FIG. 1 is a graph of the hydrocarbon group m contained in the film and the composition ratio of oxygen atoms to silicon atoms contained in a mixed gas of organic silane and nonmetal oxide gas having a refractive index. FIG. 2 is a graph of the breakdown voltage, the interface level 31, and the magnitude of hysteresis of the CV characteristic versus the substrate temperature. FIG. 3 is a conceptual diagram showing a plasma CVD apparatus used in an example of the present invention. In the figure, 1 is a vacuum container, 2 is a substrate holder, 3 is an RF power source, 4 is an exhaust system [, 5a is a monomethylsilane gas introduction system,
5b is a laughing gas introduction system, 5C is a gas mixer, and 6 is a substrate heater. Patent Applicant: Institute of Industrial Technology, Nagama, Taiyo Yuden Co., Ltd., Shin-Etsu Chemical Co., Ltd.
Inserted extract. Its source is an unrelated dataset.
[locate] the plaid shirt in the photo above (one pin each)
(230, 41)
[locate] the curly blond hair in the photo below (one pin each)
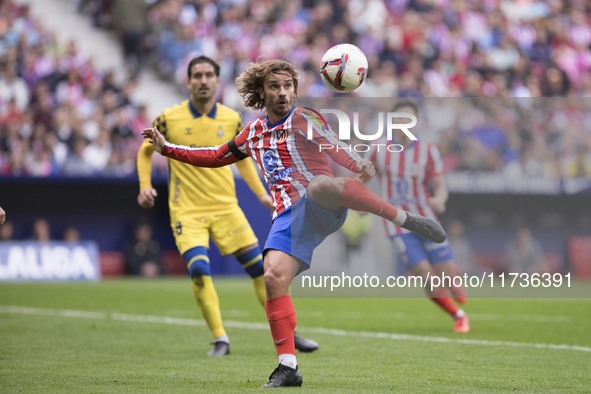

Figure 1 O0/Si composition ratio Figure 2 Substrate temperature 1/T (/K)

Claims (2)

[Claims] (1) In a method of forming a glow discharge region in a reduced pressure container and introducing organic silane and oxygen gas or nonmetal oxide gas into the container to form a silicon oxide film on a substrate,
A method for producing a silicon oxide film, characterized in that the mixed gas of organic silane and oxygen gas or nonmetal oxide gas introduced into the vacuum container has a component ratio of oxygen atoms to silicon atoms of 100 or more. (2) The method for manufacturing a silicon oxide film according to claim 1, characterized in that the temperature of the substrate is heated to 330° C. or higher.